Upon completion of the merger, Pinnacle will merge Bank of North Carolina into Pinnacle Bank.
The merger will create a four-state footprint concentrated in 12 of the largest urban markets in the Southeast, adding significant presence in Greenville-Spartanburg, Charleston, Charlotte, Raleigh, Greensboro, and Winston-Salem to Pinnacle’s Tennessee franchise. On a pro forma basis, Pinnacle is expected to be a top 50 public U.S. banking franchise by assets, with $20 billion in assets, $14 billion in loans and $15 billion in deposits.
Pinnacle will operate the Carolinas and Virginia region out of BNC’s existing corporate headquarters in High Point, N.C.
In 2015, BNC said it would acquire several CertusBank branches in Greenville and elsewhere in the Upstate as Certus sold or closed its remaining operations.
Richard D. “Rick” Callicutt II, BNC’s president and chief executive officer, will be named chairman of the Carolinas and Virginia region and join Pinnacle’s board along with three other BNC directors. David B. Spencer, BNC’s senior executive vice president and chief financial officer, will be named executive vice president supporting Callicutt in growing the firm’s presence in the Carolinas and Virginia and working in the combined company’s treasury and corporate finance areas.

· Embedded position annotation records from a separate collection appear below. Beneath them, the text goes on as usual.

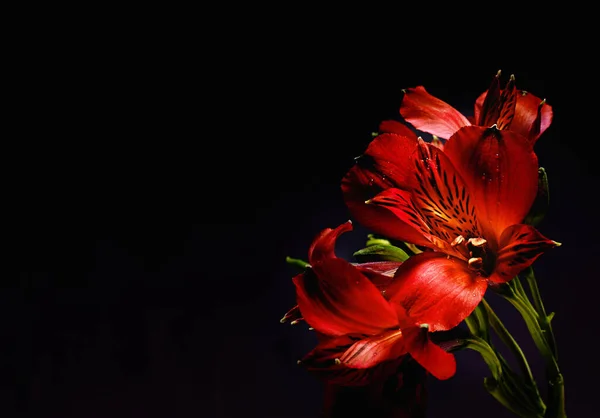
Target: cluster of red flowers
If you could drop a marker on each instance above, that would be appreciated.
(462, 201)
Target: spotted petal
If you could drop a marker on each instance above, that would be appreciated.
(520, 246)
(500, 170)
(437, 290)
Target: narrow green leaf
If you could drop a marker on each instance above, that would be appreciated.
(542, 201)
(381, 252)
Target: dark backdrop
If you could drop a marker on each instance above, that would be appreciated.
(161, 184)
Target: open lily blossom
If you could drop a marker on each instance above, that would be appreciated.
(465, 203)
(355, 310)
(507, 108)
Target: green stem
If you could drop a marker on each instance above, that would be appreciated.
(510, 342)
(539, 307)
(538, 328)
(503, 390)
(297, 262)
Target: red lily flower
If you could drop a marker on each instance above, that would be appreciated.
(508, 108)
(465, 202)
(361, 332)
(401, 395)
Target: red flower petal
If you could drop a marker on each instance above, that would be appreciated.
(369, 352)
(381, 273)
(433, 358)
(395, 127)
(442, 198)
(520, 245)
(528, 110)
(323, 246)
(430, 114)
(500, 170)
(336, 299)
(532, 118)
(358, 188)
(498, 105)
(486, 109)
(437, 290)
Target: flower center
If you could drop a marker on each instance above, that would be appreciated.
(475, 250)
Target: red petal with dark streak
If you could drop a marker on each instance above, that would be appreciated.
(487, 107)
(526, 116)
(520, 245)
(526, 113)
(321, 362)
(358, 188)
(442, 198)
(500, 170)
(336, 299)
(437, 290)
(369, 352)
(430, 114)
(434, 359)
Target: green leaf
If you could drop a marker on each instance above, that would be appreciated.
(372, 240)
(542, 200)
(381, 252)
(297, 262)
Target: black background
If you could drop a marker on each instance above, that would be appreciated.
(163, 175)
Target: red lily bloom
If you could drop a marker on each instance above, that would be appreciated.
(465, 202)
(508, 108)
(401, 395)
(361, 332)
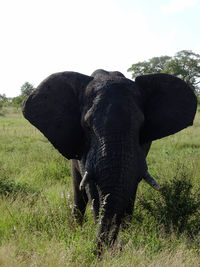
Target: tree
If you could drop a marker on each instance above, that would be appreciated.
(26, 89)
(185, 65)
(153, 65)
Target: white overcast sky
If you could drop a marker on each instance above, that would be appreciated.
(40, 37)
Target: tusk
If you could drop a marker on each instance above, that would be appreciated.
(150, 180)
(84, 181)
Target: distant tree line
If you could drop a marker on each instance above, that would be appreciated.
(184, 64)
(26, 89)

“BNC represents the single best platform to expand our presence in urban, high-growth metropolitan markets,” Pinnacle President and CEO M. Terry Turner said. “This merger is consistent with Pinnacle’s strategy to become the dominant bank in Southeastern commercial banking. BNC’s success can be attributed to its experienced financial services professionals and the culture they have created. I have admired Rick’s leadership and the significant growth he and the entire BNC team have achieved. I am very excited that we will be on the same team.”
Under the terms of the merger agreement, BNC shareholders will receive 0.5235 shares of Pinnacle common stock for every BNC share. All fractional shares will be cashed out as of the closing. Additionally, BNC’s outstanding stock options will be fully vested upon consummation of the merger, and all outstanding BNC options that are unexercised prior to the closing will be cashed out based on Pinnacle’s 10 trading-day average closing price ending on the trading day immediately preceding the closing date.

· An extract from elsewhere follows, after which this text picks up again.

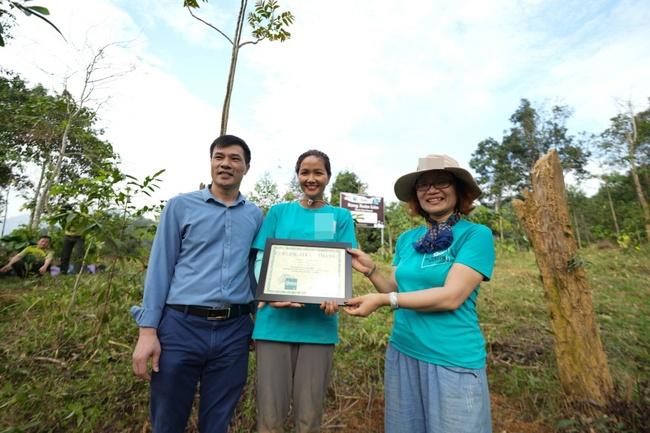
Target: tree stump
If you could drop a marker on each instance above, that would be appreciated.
(583, 369)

Based on Pinnacle’s 20-day trailing average closing price as of Jan. 20, the transaction is valued at approximately $35.70 per share, or $1.9 billion.
“Both we and Pinnacle have been committed to the idea that the Southeast deserves an impactful financial services firm with significant scale that operates with the culture of a community bank with local decision making led by banking professionals that are experienced and established in each market,” Callicutt said. “Bringing two of the Southeast’s best community banks together is a great thing for the region. By joining firms, Pinnacle and BNC can leverage each other’s competitive strengths and offer clients a broader array of superior banking services.”

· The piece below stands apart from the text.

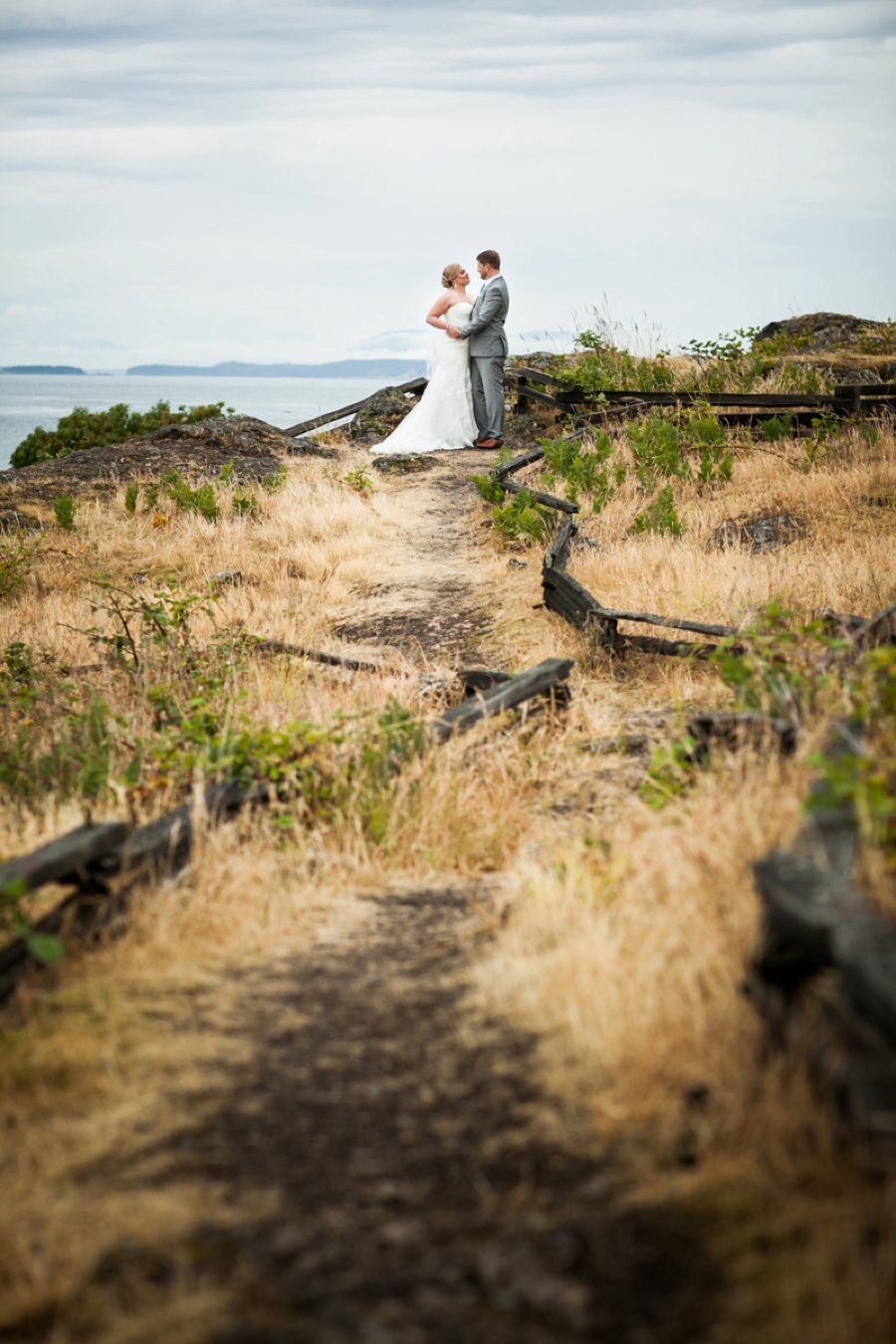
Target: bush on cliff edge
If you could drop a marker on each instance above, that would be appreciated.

The proposed merger has been approved unanimously by each company’s board of directors and is expected to close in the third quarter of 2017. The merger is subject to customary closing conditions, including required regulatory approvals and the approval of both Pinnacle and BNC shareholders.
Pinnacle anticipates the transaction, with cost savings fully phased in and other adjustments, to be accretive to its 2018 earnings per share by approximately 10 percent, excluding acquisition-related and integration costs associated with the transaction.